# Headlight Restoration and Coating: BMW 525 by WetShine.Net



## fishbonezken (Apr 17, 2010)

Removing old oxidized lacquer and also sanding marks left by previous technician.

Full process:
1) Masked with 2 layers of masking tape followed by 2 layers of duct tape.
2) Machine sand with Ryobi finishing sander using 800 grit, followed by 1000 grit, 1500 and 2000 grit. Plain water used as lube.
3) Tight corners hand sanded using Optimum No Rinse Wash diluted to QD ratio as lube.
4) Compounded with Osren Perfect 40 compound and 3.5" Lake Country twisted wool pad with Makita 9227C @ 1500 rpm
5) Fine compounding with Meguiar's #101 Foam-Cut Compound and 3.5" Lake Country Orange cutting pad with Makita 9227C @ 1500 rpm
6) Polished with Osren Perfect Cut 2.0 and 3.5" Lake Country White polishing pad with Makita 9227C @ 1500 rpm
7) Final polishing with Osren Perfect Cut 2.0 and 3.5" Lake Country White polishing with Dodo Juice Das 6 Dual Action polisher @ speed 5.
8) Remove tape, wipe down surrounding panels and engine bay.

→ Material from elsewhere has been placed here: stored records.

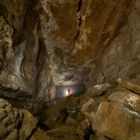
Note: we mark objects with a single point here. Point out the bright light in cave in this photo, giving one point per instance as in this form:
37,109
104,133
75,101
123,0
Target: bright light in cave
68,92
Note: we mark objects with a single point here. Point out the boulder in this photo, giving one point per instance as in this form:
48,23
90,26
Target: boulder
116,122
28,125
129,85
128,99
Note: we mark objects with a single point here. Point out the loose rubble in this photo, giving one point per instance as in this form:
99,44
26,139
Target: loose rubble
114,115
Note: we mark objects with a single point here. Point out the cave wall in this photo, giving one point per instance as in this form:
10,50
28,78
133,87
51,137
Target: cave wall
45,43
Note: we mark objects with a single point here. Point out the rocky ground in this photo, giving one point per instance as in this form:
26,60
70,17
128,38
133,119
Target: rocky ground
104,112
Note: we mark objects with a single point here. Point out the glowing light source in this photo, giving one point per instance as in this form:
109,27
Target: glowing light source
68,92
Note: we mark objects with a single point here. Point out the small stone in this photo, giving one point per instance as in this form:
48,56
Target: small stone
13,135
129,85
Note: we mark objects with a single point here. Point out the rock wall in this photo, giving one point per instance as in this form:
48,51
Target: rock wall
44,43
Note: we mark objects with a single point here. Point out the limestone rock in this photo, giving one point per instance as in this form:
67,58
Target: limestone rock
128,99
129,85
28,125
114,121
40,135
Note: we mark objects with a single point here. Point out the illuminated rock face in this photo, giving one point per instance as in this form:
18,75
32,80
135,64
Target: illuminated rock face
45,43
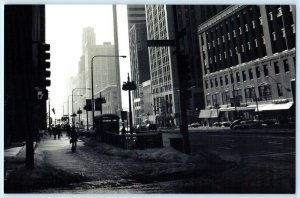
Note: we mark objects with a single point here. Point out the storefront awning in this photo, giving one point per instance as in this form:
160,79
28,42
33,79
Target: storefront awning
274,107
214,113
205,113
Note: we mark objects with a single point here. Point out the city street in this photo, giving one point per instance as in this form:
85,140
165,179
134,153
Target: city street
220,163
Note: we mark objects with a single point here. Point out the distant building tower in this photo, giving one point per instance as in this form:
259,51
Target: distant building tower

Wipe headlights with water.
9) Coat with GTechniq C1 Crystal Lacquer.






























































































































































































Notes: The edges still had some leftover cracking but much reduced. A lower grit number is needed.

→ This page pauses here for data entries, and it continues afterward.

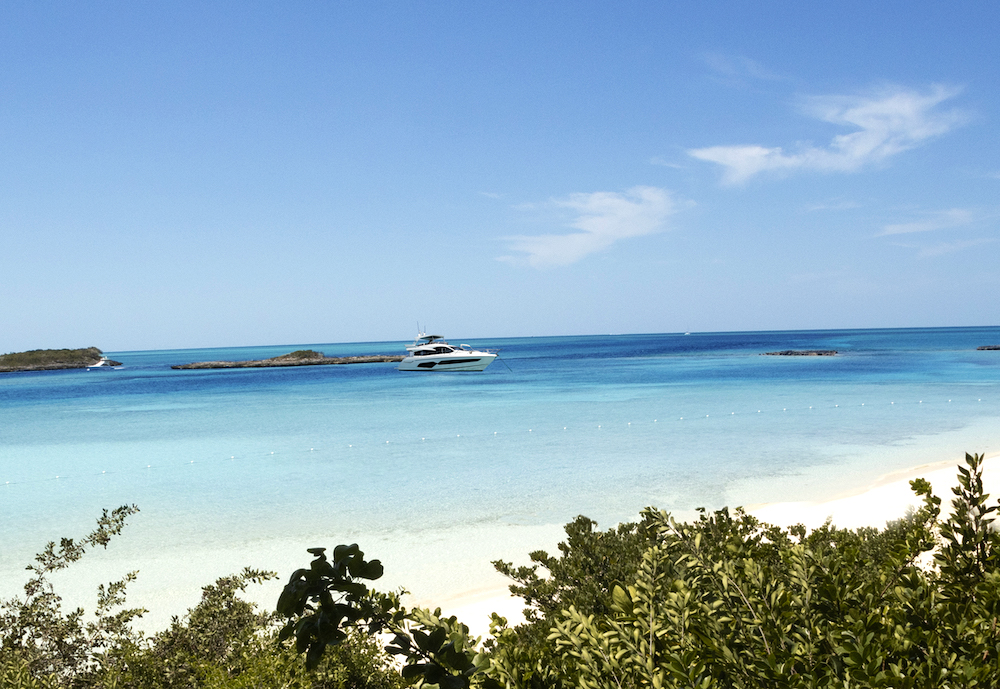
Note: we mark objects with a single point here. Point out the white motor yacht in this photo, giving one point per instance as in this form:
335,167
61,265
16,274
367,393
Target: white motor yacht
432,353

Thanks for looking, all comments are appreciated


----------



## stefstef (Mar 20, 2011)

Great work mate
Congrats
The difference is obvious
You result is perfect


----------



## tonyy (Jul 26, 2008)

Great work..


----------



## fishbonezken (Apr 17, 2010)

Thanks guys!


----------



## Derekh929 (Aug 28, 2011)

Good job looks nice


----------



## Racer (Oct 27, 2005)

Great Turnaround :thumb:


----------



## -Raven- (Aug 26, 2010)

That's a big improvement there! I'm surprised they were so hazy on a car that's not that old!


----------



## Miguel Pestana (Feb 16, 2012)

Great work


----------



## Andy Rich (Feb 15, 2009)

Are they plastic lenses? I have a VW with headlights in a similar condition & was looking to revive them


----------



## Vossman (Aug 5, 2010)

Finishes the car perfectly, great job.


----------



## fishbonezken (Apr 17, 2010)

Andy Rich said:


> Are they plastic lenses? I have a VW with headlights in a similar condition & was looking to revive them


Yep they are plastic lenses, most modern cars are using plastic lenses already.


----------



## samm (May 19, 2006)

Great work.


----------



## Ns1980 (Jun 29, 2011)

Really good thread - thanks for sharing


----------